Achieving accountability together: lessons learned workshops with DFID Nepal /
Crown Agents recently conducted a series of lesson learning workshops during the final weeks of the Nepal Public Financial Management and Accountability Programme (PFMA) we have delivered for the Department for International Development. We were appointed to the role of service provider in consortium for this programme in May 2013.
The aim of the component of the programme delivered by the PFMA Consortium, recently rated A+ in DFID’s 2016 Annual Review, was to provide technical assistance with the objective of achieving enhanced efficiency, transparency, and integrity of public finances at the national, sectoral and sub-national level.

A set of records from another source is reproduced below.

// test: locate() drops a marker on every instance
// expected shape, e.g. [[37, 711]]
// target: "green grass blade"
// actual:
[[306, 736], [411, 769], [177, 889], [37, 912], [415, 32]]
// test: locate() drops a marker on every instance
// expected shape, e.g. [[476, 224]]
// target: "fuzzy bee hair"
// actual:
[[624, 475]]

The project came to a close on 31st March 2017 and PFMA coordinated a series of lesson learning workshops from 28th Feb 2017 to 2nd March 2017. The aim of the workshops was to inform future programme design and management through capturing transferable lessons from how PFMA operated and what it achieved. Separate lesson learning workshops were conducted with the PFMA project team, DFID advisers (both sectoral and governance) and the Government of Nepal.

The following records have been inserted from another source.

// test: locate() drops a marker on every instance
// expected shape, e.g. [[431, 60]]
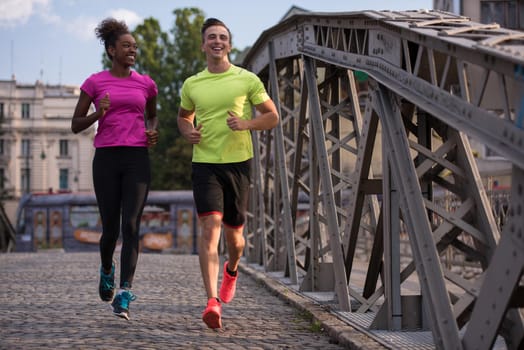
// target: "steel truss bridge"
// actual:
[[371, 161]]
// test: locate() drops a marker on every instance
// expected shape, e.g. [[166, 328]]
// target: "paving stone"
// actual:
[[49, 300]]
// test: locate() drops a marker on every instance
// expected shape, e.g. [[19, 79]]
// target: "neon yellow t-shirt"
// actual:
[[211, 95]]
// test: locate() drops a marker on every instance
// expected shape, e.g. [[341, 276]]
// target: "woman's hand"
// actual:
[[152, 137]]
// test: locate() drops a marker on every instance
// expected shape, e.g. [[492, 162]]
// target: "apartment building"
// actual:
[[38, 151]]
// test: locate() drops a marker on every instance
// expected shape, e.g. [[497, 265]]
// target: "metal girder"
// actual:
[[436, 79]]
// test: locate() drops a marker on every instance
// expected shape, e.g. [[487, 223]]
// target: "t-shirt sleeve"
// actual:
[[185, 101], [153, 88], [257, 94]]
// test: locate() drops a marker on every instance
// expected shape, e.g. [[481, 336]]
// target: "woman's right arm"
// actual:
[[81, 120]]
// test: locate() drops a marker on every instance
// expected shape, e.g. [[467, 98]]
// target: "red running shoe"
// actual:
[[228, 286], [212, 314]]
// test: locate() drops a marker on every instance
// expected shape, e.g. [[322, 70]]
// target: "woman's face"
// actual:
[[125, 50]]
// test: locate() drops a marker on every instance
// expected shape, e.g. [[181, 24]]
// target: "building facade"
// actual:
[[38, 151]]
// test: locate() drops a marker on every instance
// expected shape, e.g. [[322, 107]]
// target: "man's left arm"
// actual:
[[266, 118]]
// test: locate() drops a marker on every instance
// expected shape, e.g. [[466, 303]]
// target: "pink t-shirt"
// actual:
[[124, 122]]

The workshops provided an opportunity to gain insight into the perceptions of the work done by the PFMA project. The project was considered by the team, DFID and the Government of Nepal to have made positive contributions to the national management of public finances, particularly through the institutionalisation of FMIPs, acting as an agreed plan for reform, and demand led piece of analysis by the government. There have been notable improvements in transparency and coordination, as well as government engagement with and ownership of changes.
Similar points were raised by each of the three groups involved, with key lessons learnt including: the fact that reform is a slow process and small wins should be valued; the importance of flexible and adaptive programming; the need for an integrated rather than fragmented system; the benefits of diversity in connections and skills in the team to achieve best results; the importance of building trust and understanding of requirements through face to face contact; the need for government to lead (and be supported to lead) the reform process, with the project being as demand driven as possible; the benefits of fostering collaboration between ministries, including sharing information where relevant; and the importance of capacity building to ensure the long term sustainability of the work done.
We are hopeful the lessons learnt from the PFMA team, DFID advisers and representatives from the Government of Nepal will inform any follow-on project to PFMA, as well as other comparable public financial management projects.